Por isso, torna-se socialmente mais conveniente inaugurar qualquer apresentação com a doce candura das nossas falhas e dos nossos eternos defeitos. Isto, na expectativa de que as almas atentas rebatam em elogio aquilo que sabemos serem, há anos, as nossas qualidades intrínsecas, que esperam timidamente a luz da confirmação pública. Que se lixe, já ando aqui há uns anitos!

A Isabel é uma tipa muita feliz, um espírito sagaz e curioso que se deita todos os dias amuada por ter de fazer uma pausa de sono em tudo o que é vida. A Isabel é uma gaja que me cansa, porque quer fazer mil coisas ao mesmo tempo, excedendo mesmo os limites impostos à condição feminina. A Isabel é uma boémia, hedonista, que troca a monotonia do sofá por uma seca coletiva, bastando para isso que seja outdoor e tenha bom vinho. A Isabel é uma romântica, perfecionista. A Isabel é uma bem-disposta que vive para dizer ‘Bom dia!’ em voz alta e volta com a alma cheia do café do bairro, só porque o retribuíram com a mesma intenção. A Isabel é desapegada e impulsiva. A Isabel tem defeitos como toda a gente, mas como é otimista não se inibe em dar palco às suas qualidades. A Isabel vive dentro de mim e é um prazer dar-lhe abrigo, mesmo que, para isso, me compita a missão de arrastar o seu esqueleto cansado até ao próximo desafio.

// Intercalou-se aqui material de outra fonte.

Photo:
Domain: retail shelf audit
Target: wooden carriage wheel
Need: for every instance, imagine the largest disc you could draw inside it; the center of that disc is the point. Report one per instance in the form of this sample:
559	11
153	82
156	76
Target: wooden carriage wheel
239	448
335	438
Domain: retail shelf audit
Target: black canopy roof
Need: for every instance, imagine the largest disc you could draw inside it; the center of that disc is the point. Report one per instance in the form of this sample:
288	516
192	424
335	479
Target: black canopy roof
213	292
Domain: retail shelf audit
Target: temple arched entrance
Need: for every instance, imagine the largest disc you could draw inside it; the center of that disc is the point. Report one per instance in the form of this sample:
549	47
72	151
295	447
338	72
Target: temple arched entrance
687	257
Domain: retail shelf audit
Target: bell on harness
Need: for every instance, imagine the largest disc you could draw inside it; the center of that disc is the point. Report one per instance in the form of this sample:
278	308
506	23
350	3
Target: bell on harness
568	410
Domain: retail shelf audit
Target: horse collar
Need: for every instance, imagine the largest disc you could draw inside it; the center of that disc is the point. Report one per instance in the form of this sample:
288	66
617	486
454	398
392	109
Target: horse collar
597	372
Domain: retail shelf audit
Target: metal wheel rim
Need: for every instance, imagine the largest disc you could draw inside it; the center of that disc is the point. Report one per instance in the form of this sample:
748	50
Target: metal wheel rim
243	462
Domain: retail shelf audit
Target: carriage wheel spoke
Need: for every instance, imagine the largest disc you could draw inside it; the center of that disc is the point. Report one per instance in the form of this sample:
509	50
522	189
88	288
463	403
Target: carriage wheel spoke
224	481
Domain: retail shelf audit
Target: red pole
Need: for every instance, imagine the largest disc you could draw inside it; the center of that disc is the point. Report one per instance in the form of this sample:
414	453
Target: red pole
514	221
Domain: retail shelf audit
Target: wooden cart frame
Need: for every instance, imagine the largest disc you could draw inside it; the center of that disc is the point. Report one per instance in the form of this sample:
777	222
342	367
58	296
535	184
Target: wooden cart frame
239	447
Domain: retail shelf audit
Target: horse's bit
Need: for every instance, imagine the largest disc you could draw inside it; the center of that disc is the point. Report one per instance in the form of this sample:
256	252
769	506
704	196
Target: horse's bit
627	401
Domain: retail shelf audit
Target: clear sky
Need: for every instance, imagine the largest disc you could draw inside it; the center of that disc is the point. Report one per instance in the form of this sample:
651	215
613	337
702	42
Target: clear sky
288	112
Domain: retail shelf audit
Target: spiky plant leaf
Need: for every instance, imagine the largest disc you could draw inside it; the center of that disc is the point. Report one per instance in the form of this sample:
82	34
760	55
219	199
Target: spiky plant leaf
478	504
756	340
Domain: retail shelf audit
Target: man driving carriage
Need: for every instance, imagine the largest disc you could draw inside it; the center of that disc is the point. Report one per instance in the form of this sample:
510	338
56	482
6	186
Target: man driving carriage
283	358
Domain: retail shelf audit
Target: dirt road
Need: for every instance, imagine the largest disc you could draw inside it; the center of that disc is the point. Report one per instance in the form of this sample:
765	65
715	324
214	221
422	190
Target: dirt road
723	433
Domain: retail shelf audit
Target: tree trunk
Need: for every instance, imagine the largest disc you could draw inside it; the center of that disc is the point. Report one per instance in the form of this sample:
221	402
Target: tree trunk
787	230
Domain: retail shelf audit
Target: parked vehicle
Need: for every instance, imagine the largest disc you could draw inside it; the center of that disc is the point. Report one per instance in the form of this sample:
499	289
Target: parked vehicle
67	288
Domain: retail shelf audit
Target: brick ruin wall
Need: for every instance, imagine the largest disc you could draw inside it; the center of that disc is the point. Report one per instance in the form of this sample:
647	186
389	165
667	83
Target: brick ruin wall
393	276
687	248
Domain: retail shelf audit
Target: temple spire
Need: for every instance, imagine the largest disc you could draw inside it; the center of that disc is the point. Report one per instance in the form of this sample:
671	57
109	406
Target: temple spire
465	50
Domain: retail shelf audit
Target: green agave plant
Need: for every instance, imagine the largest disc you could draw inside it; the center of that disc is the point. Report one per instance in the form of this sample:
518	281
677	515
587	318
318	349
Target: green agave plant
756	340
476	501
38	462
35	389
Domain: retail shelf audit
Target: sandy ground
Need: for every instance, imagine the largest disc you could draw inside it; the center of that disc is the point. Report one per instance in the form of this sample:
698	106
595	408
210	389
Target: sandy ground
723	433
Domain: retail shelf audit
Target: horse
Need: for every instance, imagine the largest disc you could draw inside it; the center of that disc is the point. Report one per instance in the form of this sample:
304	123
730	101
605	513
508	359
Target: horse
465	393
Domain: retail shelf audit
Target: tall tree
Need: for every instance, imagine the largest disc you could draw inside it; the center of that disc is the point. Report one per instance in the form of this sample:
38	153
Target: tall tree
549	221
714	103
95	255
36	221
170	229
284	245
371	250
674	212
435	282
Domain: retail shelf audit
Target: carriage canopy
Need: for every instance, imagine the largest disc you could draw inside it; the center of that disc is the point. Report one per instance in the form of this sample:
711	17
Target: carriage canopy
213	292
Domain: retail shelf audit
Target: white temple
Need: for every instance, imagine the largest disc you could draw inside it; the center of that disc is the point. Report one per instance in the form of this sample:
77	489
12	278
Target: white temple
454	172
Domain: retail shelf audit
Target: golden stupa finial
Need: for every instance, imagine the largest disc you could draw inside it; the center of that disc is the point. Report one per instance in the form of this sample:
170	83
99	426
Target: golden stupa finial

É licenciada em Gestão, é fotógrafa a caminho de escritora e tem duas filhas, a Caetana e a Camila.

Mini Bio:

Nome: Isabel Saldanha

Idade: 35

Naturalidade: Lisboa

Presença online: Site | Facebook | Instagram

Coisas que amo: vinho, viagens #boralá, loiras #filhasdamãe, escrita, fotografia, livros, comida, #atevelhinhos, amigos, alfama.

Compromisso de valores

Energia e alegria de vida, muita! Entusiasmo por aventuras, sede de loucuras, viagens e paixões. Paixão por quem sou, paixão pelo que faço. Residente num universo onde a boémia e a disciplina fazem as pazes ao final do dia. Onde uma mulher que é mãe é, primeiro, uma mulher. Em que as crianças são educadas sem peneiras, num ambiente de inquietude, curiosidade e pensamento inclusivo. Onde os adultos não são estátuas de referência, mas seres orgânicos, que inspiram até nas suas fragilidades. Onde não há certezas e isso não é uma angústia. Que vive numa casa, onde o maior repositório de energia está na atitude franca com que se agarra a vida.

Onde as rotinas incluem o fast food e o fast forward. Onde o exercício físico também contempla tocar às campainhas e fugir. Onde se come mais gomas do que goma. Onde a celebração da vida dita que, às vezes, temos de sair à pressa, sem nos pentear. Quando o calor chega, os pés vivem descalços, sem o assombro do sujo e do perigo. Quando o frio aperta, não se poupa nos abraços. Priorizam-se os sorrisos e as gargalhadas, mas não se escondem as lágrimas. Os finais são sempre felizes, mesmo quando se perde.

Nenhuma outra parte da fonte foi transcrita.